Se trataba de una cantidad irrisoria para Celer, pero el auriga estaba harto de que pese a ganar enormes cantidades de dinero, su condición de auriga lo condenara, como en el caso de los gladiadores, al desprecio eterno de pertenecer a la clase social de la infamia, siempre con muchos menos derechos que cualquier otro ciudadano de Roma. Lo inteligente, no obstante, era pagar y olvidarse de todo aquello, pero el orgullo, con frecuencia, nos hace malas pasadas.

—¡Lárgate de aquí, miserable, y no vuelvas jamás! —gritó Celer. A sus voces varios esclavos acudieron al atrio para ver qué ocurría—. ¡Lárgate antes de que yo mismo te arroje a patadas de mi casa!

El recaudador de impuestos volvió a borrar la sonrisa de su rostro.

—Lamentarás esto —dijo, dio media vuelta y salió de aquella domus.

—¿Está todo bien? —Era la voz de Helva. Celer se volvió para verla. Estaba tan hermosa como siempre y peinada con seis trenzas tal y como a él le gustaba, igual que una sacerdotisa de Vesta, con los mismos ojos negros y aquella misma frente pequeña…

—No pasa nada. Todo está bien —respondió Celer y la cogió de la mano para conducirla a la cama.

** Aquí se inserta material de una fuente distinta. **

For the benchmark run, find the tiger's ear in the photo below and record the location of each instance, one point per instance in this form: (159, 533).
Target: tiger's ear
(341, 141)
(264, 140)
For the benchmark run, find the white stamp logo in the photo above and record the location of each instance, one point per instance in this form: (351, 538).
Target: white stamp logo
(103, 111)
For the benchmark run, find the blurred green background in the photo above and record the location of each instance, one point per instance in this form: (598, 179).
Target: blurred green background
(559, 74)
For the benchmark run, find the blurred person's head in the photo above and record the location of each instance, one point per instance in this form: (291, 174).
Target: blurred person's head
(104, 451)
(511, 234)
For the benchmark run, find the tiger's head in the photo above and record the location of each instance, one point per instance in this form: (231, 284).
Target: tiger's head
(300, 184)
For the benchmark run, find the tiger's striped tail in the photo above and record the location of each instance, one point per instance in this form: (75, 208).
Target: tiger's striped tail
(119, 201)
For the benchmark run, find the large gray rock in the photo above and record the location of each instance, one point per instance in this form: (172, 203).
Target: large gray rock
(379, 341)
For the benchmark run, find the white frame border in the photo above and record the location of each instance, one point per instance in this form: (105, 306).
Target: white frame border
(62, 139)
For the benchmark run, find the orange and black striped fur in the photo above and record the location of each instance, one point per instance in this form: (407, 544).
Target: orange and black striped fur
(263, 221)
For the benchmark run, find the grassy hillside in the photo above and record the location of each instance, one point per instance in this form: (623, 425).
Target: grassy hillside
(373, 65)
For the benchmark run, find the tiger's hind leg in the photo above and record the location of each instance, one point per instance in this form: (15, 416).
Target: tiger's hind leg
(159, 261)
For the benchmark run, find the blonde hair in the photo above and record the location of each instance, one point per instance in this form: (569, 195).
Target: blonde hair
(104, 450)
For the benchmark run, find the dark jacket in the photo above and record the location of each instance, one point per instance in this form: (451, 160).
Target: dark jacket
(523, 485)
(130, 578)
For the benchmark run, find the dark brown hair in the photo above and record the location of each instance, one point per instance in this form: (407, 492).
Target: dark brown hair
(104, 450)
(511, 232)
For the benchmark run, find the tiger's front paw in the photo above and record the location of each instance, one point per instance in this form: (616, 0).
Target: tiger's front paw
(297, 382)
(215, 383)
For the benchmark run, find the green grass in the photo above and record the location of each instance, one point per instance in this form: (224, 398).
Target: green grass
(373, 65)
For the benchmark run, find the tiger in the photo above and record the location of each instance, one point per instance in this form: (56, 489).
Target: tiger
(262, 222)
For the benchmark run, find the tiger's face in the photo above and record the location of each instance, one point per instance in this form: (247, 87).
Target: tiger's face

El recaudador de impuestos caminó serio durante un rato hasta que la sonrisa, de pronto, le volvió al rostro. Cambió entonces de dirección y fue hacia el sur, abandonando la Subura. Pasó junto al anfiteatro Flavio y el Templo de Claudio y entró en la región II de la ciudad, hasta detenerse en una gran residencia próxima al Macellum, el gran mercado de ese sector de Roma.

Llamó a una gran puerta.

Esperó un rato, pero al fin le abrieron.

—Soy Malleolus —dijo el recaudador—. Anúnciame a tu amo. Dile que tengo algo que puede interesarle.

Malleolus esperó con su sonrisa en el pequeño vestíbulo hasta que la voz del senador Pompeyo Colega se oyó con fuerza al otro lado de la cortina que los separaba del atrio.

—Hazlo pasar.

Y los esclavos dejaron que Malleolus entrara.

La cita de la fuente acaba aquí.